Si è scritto molto, si è investigato, si è perquisito, si è minacciato, si è vietato. Dopo il 15 ottobre le questioni di ordine sociale presenti nella mobilitazione romana hanno lasciato il posto alle invettive e a numerose e diverse forme di criminalizzazione e di distinguo verso gli avvenimenti di quella grande giornata. Centinaia di migliaia di persone fortemente motivate contro le manovre finanziarie iniziate in estate e soprattutto, nella stragrande maggioranza, non riconducibili a schieramenti organizzati. Un'eccedenza e una complessità che durante la giornata si è rappresentata nella sua interezza.

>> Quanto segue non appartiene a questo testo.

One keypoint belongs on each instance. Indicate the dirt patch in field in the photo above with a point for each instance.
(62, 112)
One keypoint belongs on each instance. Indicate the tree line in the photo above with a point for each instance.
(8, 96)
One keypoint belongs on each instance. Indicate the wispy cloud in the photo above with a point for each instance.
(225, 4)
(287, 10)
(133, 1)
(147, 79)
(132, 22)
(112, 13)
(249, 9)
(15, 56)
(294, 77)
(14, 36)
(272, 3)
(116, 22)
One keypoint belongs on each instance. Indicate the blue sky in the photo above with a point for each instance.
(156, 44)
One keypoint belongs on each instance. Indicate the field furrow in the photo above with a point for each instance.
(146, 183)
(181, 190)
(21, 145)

Le modalità di gestione dell'ordine pubblico sia durante che nei giorni successivi al 15, hanno mostrato il volto di chi è intenzionato a bloccare sul nascere il disagio sociale crescente, sia nelle piazze che nelle case di decine di attivisti/e in tutta Italia.
Nella nostra città il sindaco Alemanno si è subito innalzato a nume tutelare di Roma, vietando i cortei nel centro storico per un mese a causa dei danni subiti per opera dei manifestanti. Ora che si dovrebbe fare, dopo che l'incuria e l'inerzia hanno colpevolmente permesso che la città fosse allagata da un forte temporale e tragicamente colpita dalla morte di un uomo che aveva trasformato un sottoscala in abitazione di fortuna? Interi quartieri nel panico e milioni di euro di danni, è questa la politica della sicurezza sociale del primo cittadino?
Noi non intendiamo accettare le ricostruzioni per schemi che ci stanno proponendo i mezzi di informazione, impegnati a dividere il corteo tra buoni e cattivi. Le indicazioni del ministro Maroni e della quasi totalità delle forze politiche e sindacali puntano il dito con decisione contro quella realtà sociale larga e composita, che sin dalle prime ore di preparazione della mobilitazione del 15 ottobre ha proposto di muoversi verso i responsabili del debito e contro la city politica romana.
“A casa non si torna” è un pensiero comune che non si è spento con la giornata del 15 e per quanto riguarda la nostra esperienza intendiamo ripartire da qui. Proponendo, così come accade in Val di Susa, che la ripartenza sia affidata ai territori e alle lotte in difesa dei beni comuni, del posto di lavoro, del reddito, dei diritti di cittadinanza. Unico modo questo per non pagare il debito, per non accettare i processi di privatizzazione, la limitazione della democrazia e della libertà di movimento, per un diverso modello di sviluppo.
A Roma significa ripartire della sfiducia al sindaco Alemanno, firmatario di un protocollo in dieci punti sulla città, completamente disatteso. Tre anni di governo insipiente, basato sull'allestimento di vetrine mediatiche infarcite di progettazioni per grandi opere e grandi eventi lontane dalla realizzazione, piuttosto che sulla tutela dei diritti degli abitanti di questa città.
Ora basta! Con la stessa determinazione del 15 ottobre affrontiamo Alemanno e sfiduciamolo dal basso. Discutiamo insieme le prossime iniziative, incontriamoci venerdì 28 ottobre 2011 alle 17.30 al Deposito Atac occupato a San Paolo.